Per il diabete di tipo 2 l’UKPDS evidenzia che il trattamento intensivo era associato a una riduzione non significativa del rischio di infarto del miocardio, a un aumento non significativo del rischio di ictus e a una riduzione non significativa del rischio di amputazione o della mortalità per malattia vascolare periferica. Anche il Kumamoto Study non dimostra risultati significativi. In sostanza non vi sono dati convincenti sulla protezione da parte del controllo intensivo della glicemia sulle complicanze macrovascolari.

Una recente analisi congiunta di 3 studi sul diabete di tipo 1 (1688 pazienti) e di 10 studi sul diabete di tipo 2 (7435 pazienti) dimostrano che per entrambi i tipi di diabete il rischio per le complicanze macrovascolari aumenta con l’aumentare dell’emoglobina glicata. Questi dati ci suggeriscono, anche se non possono dimostrare, che migliorare il controllo glicemico diminuisce il rischio di sviluppare complicanze macrovascolari, come l’infarto o l’ictus.

Il controllo intensivo della glicemia aumenta il rischio di ipoglicemie e il peso?

Ipoglicemia: negli studi disponibili in letteratura, i soggetti in trattamento intensivo presentavano più episodi di ipoglicemia rispetto a quelli in trattamento convenzionale. La frequenza di episodi ipoglicemici gravi è da mettere in relazione anche con il tipo di trattamento ipoglicemizzante (ipoglicemizzanti orali o insulina).

Incremento ponderale: DCCT e Stockholm Diabetes Intervention Study, nel tipo 1, e UKPDS e Kumamoto, nel tipo 2 hanno osservato un incremento ponderale maggiore con il trattamento intensivo rispetto a quello convenzionale.

Qualità della vita: sia dal DCCT che dall’UKPDS è emerso che la qualità della vita era peggiorata dalle complicanze, ma non, in modo diretto, dal trattamento intensivo rispetto a quello convenzionale.

Esistono degli obiettivi glicemici ideali da perseguire?

Premesso che gli obiettivi del trattamento glicemico devono essere personalizzati in accordo con il curante e che alcuni pazienti come i bambini, le donne in gravidanza e gli anziani necessitano di considerazioni particolari, vi è concordanza nel mondo diabetologico nel dire che allo stato attuale delle conoscenze gli obiettivi del controllo glicemico sono:
• un valore di emoglobina glicata inferiore al 7,0%;
• un valore di glicemia prima di un pasto tra 90–130 mg/dl;
• un picco di glicemia dopo il pasto inferiore a 180 mg/dl.

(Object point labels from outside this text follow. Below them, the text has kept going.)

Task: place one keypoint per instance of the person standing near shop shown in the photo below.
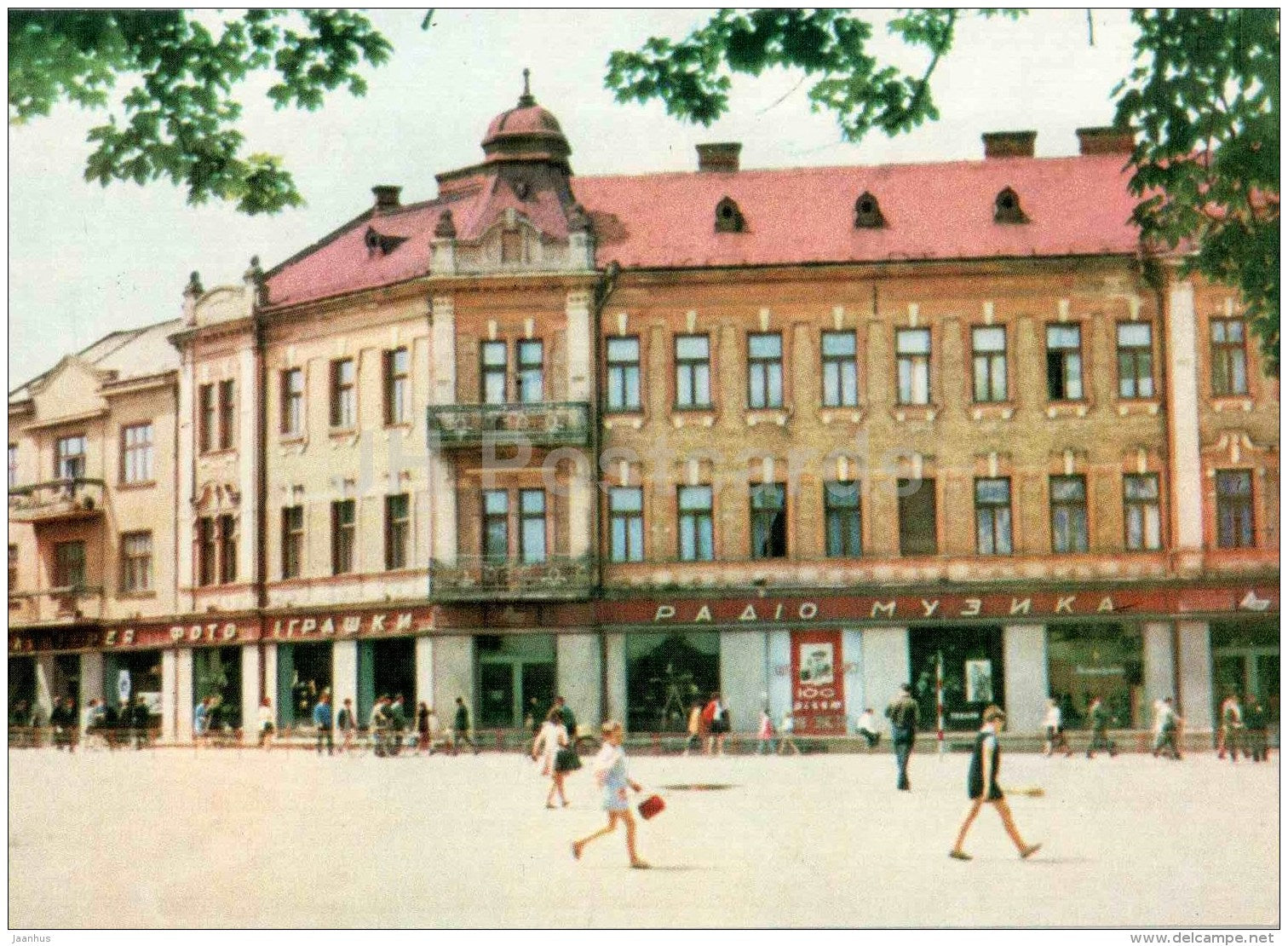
(462, 729)
(611, 775)
(322, 721)
(1099, 718)
(981, 787)
(903, 732)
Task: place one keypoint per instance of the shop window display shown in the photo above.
(664, 673)
(1106, 660)
(974, 674)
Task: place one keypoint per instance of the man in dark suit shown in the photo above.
(903, 732)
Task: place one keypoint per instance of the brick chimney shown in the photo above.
(722, 156)
(1106, 141)
(387, 198)
(1009, 143)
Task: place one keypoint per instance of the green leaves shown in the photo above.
(692, 76)
(1203, 97)
(178, 118)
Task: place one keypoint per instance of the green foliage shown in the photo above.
(178, 118)
(1203, 97)
(693, 76)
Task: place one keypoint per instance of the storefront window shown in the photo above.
(973, 673)
(1089, 660)
(216, 673)
(303, 673)
(512, 671)
(664, 673)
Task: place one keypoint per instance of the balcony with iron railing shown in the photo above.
(58, 499)
(57, 605)
(480, 578)
(541, 424)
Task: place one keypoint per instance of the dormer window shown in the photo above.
(1006, 208)
(729, 218)
(382, 244)
(867, 211)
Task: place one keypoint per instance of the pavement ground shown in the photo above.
(289, 839)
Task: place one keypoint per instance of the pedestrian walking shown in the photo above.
(462, 729)
(765, 732)
(266, 724)
(786, 740)
(1054, 724)
(1232, 727)
(1099, 718)
(696, 729)
(981, 787)
(903, 732)
(612, 777)
(322, 721)
(347, 724)
(553, 741)
(867, 727)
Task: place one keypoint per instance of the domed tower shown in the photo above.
(527, 133)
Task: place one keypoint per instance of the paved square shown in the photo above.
(243, 838)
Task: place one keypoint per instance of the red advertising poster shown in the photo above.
(818, 684)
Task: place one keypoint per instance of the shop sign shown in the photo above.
(818, 684)
(349, 626)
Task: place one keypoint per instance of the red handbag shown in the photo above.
(651, 805)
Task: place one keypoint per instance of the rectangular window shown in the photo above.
(912, 349)
(344, 530)
(840, 370)
(1229, 357)
(1068, 515)
(342, 395)
(842, 521)
(993, 516)
(206, 418)
(208, 551)
(531, 372)
(227, 549)
(692, 372)
(397, 370)
(70, 565)
(292, 401)
(918, 534)
(292, 541)
(70, 462)
(137, 454)
(626, 523)
(988, 356)
(532, 526)
(227, 414)
(1064, 362)
(1234, 510)
(624, 374)
(697, 530)
(769, 521)
(765, 370)
(397, 530)
(1141, 516)
(496, 525)
(495, 364)
(1135, 360)
(137, 562)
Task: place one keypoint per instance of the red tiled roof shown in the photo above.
(1074, 206)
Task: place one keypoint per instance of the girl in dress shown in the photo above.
(611, 775)
(551, 737)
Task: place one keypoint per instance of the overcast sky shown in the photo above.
(85, 261)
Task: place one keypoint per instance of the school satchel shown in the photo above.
(651, 805)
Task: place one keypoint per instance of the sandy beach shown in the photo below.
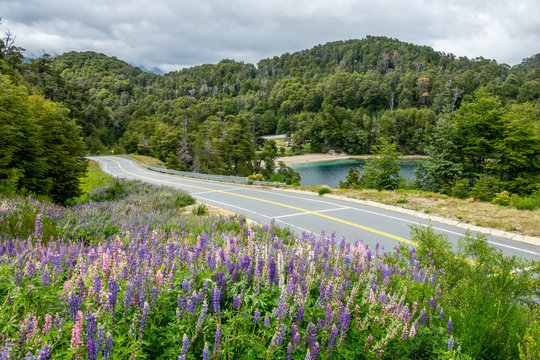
(309, 158)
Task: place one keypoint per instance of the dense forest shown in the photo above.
(477, 120)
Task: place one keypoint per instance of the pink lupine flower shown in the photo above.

Degli obiettivi glicemici più severi, come una emoglobina glicata inferiore a 6%, possono essere giustificati dalla relazione diretta tra glicemia e complicazioni croniche del diabete, ma non sono stati valutati in termini di benefici e di rischi.

Bibliografia

The Diabetes Control and Complications Trial Research Group: The effect of intensive treatment of diabetes on the development and progression of long-term complications in insulin-dependent diabetes mellitus. N Engl J Med 329:977–986, 1993

The UK Prospective Diabetes Study (UKPDS) Group: Intensive blood-glucose control with sulphonylureas or insulin compared with conventional treatment and risk of complications in patients with type 2 diabetes (UKPDS 33). Lancet 352:837–853, 1998

American Diabetes Association. Clinical Practice Recommendations 2005. Diabetes Care 28 Suppl 1:S1-79, 2005.